Protocols satisfying concealment allow the recipient node to see all submitted transactions in plaintext, but require the rest of the protocol to remain unaware of transaction contents until consensus is reached and the transaction order is finalized. For example, the protocol could use time-lock encryption, making the entire block contents invisible until a certain deadline; or employ threshold encryption, where the block is decrypted only after a committee confirms its irreversibility.

This means nodes may misuse the transaction data they receive, but other nodes in the network cannot learn about the transaction until it is finalized. When transaction data is revealed to the network, the transaction has already been ordered and confirmed, preventing front-running. To make this practical, multiple nodes should be able to finalize transactions at any time.

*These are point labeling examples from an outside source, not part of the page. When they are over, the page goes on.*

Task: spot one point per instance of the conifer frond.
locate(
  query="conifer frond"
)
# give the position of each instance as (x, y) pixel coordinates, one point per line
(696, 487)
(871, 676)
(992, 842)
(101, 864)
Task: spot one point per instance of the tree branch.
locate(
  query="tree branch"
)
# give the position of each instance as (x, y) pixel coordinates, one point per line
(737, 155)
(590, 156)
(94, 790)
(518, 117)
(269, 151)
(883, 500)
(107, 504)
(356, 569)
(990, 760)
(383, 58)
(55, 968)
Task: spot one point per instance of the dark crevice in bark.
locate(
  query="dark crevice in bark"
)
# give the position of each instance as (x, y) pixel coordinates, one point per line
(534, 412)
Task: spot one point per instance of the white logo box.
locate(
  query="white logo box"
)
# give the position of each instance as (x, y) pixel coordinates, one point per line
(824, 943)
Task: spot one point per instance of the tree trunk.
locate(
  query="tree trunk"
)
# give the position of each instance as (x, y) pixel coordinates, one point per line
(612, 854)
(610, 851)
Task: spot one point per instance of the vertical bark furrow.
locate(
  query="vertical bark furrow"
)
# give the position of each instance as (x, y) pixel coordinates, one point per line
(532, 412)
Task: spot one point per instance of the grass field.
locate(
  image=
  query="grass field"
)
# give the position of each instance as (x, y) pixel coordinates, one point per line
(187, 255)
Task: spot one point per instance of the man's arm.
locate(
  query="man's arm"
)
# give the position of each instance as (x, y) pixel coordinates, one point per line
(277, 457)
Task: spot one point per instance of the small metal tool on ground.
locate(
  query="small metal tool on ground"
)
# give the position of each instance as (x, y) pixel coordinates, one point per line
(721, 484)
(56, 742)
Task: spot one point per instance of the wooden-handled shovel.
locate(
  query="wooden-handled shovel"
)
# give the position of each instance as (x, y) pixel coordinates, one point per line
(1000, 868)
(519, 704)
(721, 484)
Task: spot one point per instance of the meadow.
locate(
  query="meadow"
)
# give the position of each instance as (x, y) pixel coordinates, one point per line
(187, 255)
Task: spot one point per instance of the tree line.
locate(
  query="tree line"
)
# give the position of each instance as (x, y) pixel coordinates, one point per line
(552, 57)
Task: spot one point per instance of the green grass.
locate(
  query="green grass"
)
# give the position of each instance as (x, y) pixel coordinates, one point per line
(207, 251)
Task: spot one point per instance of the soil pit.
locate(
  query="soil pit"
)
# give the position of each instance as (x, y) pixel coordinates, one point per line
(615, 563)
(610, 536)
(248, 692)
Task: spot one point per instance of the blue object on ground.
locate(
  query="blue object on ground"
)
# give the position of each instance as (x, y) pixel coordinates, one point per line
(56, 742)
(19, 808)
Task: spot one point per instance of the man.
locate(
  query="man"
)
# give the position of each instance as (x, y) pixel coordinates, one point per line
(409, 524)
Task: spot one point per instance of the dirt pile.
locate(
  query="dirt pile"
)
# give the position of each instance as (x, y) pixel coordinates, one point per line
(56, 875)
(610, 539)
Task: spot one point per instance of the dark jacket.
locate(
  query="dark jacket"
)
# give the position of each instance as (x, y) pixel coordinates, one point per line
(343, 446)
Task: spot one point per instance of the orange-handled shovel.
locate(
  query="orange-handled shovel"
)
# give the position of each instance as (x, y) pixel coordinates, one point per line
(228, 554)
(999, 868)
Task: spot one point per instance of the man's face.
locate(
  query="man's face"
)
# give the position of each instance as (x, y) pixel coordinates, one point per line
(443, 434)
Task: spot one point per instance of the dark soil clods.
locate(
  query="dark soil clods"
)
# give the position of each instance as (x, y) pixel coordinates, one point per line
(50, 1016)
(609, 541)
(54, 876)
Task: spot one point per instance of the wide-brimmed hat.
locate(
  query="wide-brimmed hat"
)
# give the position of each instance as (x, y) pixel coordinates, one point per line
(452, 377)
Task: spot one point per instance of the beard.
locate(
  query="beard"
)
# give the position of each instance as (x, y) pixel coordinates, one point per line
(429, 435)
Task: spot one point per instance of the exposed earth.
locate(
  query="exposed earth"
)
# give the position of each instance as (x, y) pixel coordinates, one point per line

We did not adopt a stronger privacy model—where only the user knows the transaction content before confirmation (e.g., encrypted mempool)—because the protocol needs a stage to filter out spam transactions. If transaction contents are fully hidden from the network, it cannot distinguish spam from valid transactions. The only solution is to include some non-private metadata, such as fee addresses, which are paid regardless of validity. However, such metadata can still leak enough information for attackers to exploit. Therefore, we prefer a design where a single node can see the full transaction, but others cannot. This also means that users must have at least one honest node available at any time to serve as an on-chain entry point.

Conclusion

Protocols that combine short-term censorship resistance with transaction concealment are the ideal foundation for building financial applications. Returning to our on-chain auction example, these two features directly address the issues that could cause market collapse—Bob’s ability to censor Alice’s bid or to use her bid to inform his own—resolving problems 1) and 2) from earlier.

With short-term censorship resistance, any user submitting a transaction—whether a trade or an auction bid—can be assured that it will be immediately packaged on-chain. Market makers can update orders, bidders can respond quickly, and clearing operations can be performed efficiently. Users can trust that any action they initiate will be executed instantly. This will enable the next generation of low-latency, real-world financial applications to be fully built on-chain. To truly compete with or surpass existing financial infrastructure, blockchain must address more than just throughput.